Private buyers can decide the outcome
In fact, large private companies have not followed this example much. German airline Lufthansa chose Starlink, backed by Elon Musk for its wifi service. Air France did it toonow also a private airline but still partly controlled by the French and Dutch states, and there is a possibility that the French state rail operator SNCF can do the same.
Whether large companies choose alternatives to American suppliers depends largely on whether they have technologically attractive European options. in a argued with Polandmusk fixed that “there is no substitute for Starlink”, but European governments I intend to prove him wrong.. Public sentiment could also play a role, and it may not be limited to many European people and officials. leaving x.
Not being American is becoming an advantage
After President Trump threatened to take control of Greenland, apps to boycott American products appeared jumped to the top of the Danish App Store – a sign that the demand to cut back on American technology is growing. Pressure on European governments to reconsider your contracts is also increasing, and Palantir’s latest launch mini manifesto It is unlikely to help their cause in the EU. and the united kingdom
That tech billionaires publicly defend views that many Europeans do not share is also a sign that the divorce is bilateral. When Meta decided delay the launch of Threads in the EU Beyond concerns with European legislation, it was also a reminder that the region is just a secondary market for tech giants and that they can afford to ignore it.
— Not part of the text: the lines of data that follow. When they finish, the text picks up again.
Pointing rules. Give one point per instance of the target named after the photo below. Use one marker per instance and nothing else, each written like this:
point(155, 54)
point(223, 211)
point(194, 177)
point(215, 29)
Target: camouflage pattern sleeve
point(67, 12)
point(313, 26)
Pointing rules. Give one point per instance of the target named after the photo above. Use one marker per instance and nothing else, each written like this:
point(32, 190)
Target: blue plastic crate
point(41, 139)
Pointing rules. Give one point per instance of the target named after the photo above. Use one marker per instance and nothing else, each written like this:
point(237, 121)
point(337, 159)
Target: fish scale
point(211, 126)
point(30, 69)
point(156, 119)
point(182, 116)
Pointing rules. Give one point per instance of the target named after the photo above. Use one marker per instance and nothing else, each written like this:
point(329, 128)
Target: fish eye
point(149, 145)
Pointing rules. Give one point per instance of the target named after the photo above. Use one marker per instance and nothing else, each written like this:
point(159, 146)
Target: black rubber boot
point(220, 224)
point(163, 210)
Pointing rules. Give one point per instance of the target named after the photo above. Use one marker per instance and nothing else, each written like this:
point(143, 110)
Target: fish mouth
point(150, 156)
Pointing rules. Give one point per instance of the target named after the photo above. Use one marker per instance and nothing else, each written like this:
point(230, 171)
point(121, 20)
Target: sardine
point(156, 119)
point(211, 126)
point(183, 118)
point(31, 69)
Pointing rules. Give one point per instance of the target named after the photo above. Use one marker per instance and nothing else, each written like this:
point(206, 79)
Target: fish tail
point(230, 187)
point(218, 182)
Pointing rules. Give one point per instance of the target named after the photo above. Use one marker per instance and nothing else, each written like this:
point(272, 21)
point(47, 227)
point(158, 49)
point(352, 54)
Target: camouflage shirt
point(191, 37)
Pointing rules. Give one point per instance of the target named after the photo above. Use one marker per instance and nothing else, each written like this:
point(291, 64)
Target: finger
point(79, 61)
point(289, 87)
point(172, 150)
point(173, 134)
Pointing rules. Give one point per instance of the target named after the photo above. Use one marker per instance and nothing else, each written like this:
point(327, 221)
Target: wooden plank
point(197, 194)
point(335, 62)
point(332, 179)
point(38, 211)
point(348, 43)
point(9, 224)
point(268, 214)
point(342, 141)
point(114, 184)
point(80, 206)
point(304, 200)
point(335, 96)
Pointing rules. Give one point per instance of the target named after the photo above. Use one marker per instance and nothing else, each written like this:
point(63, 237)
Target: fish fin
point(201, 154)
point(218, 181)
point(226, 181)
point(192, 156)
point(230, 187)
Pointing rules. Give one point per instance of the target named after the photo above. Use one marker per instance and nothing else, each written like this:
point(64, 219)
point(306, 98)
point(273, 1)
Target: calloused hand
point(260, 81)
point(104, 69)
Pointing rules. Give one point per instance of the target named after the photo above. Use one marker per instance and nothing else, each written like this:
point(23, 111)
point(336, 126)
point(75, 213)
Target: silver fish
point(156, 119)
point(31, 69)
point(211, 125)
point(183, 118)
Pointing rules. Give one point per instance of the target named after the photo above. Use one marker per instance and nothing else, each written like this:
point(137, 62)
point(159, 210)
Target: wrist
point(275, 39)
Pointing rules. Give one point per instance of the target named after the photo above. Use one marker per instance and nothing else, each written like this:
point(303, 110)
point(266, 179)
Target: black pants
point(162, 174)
On the contrary, this creates a market opportunity for solutions designed for Europe, its many languages and cultural nuances. Naturally, this alone should encourage demand in their domestic markets, with an additional boost if supporters of the EuroStack Initiative manage to do it Mandatory for the European public sector to buy local products..
Europe may want to buy European products, but there are also hopes that “sovereign technology” will be sold abroad. Mistral AI he supposedly saw his income increase for being an alternative to OpenAI. Meanwhile, the Canadian and German governments support The merger of Cohere with Aleph Alpha create a “transatlantic AI powerhouse” that serves businesses and governments around the world. In 2026, not being American (or Chinese or Russian) will increasingly be a selling point.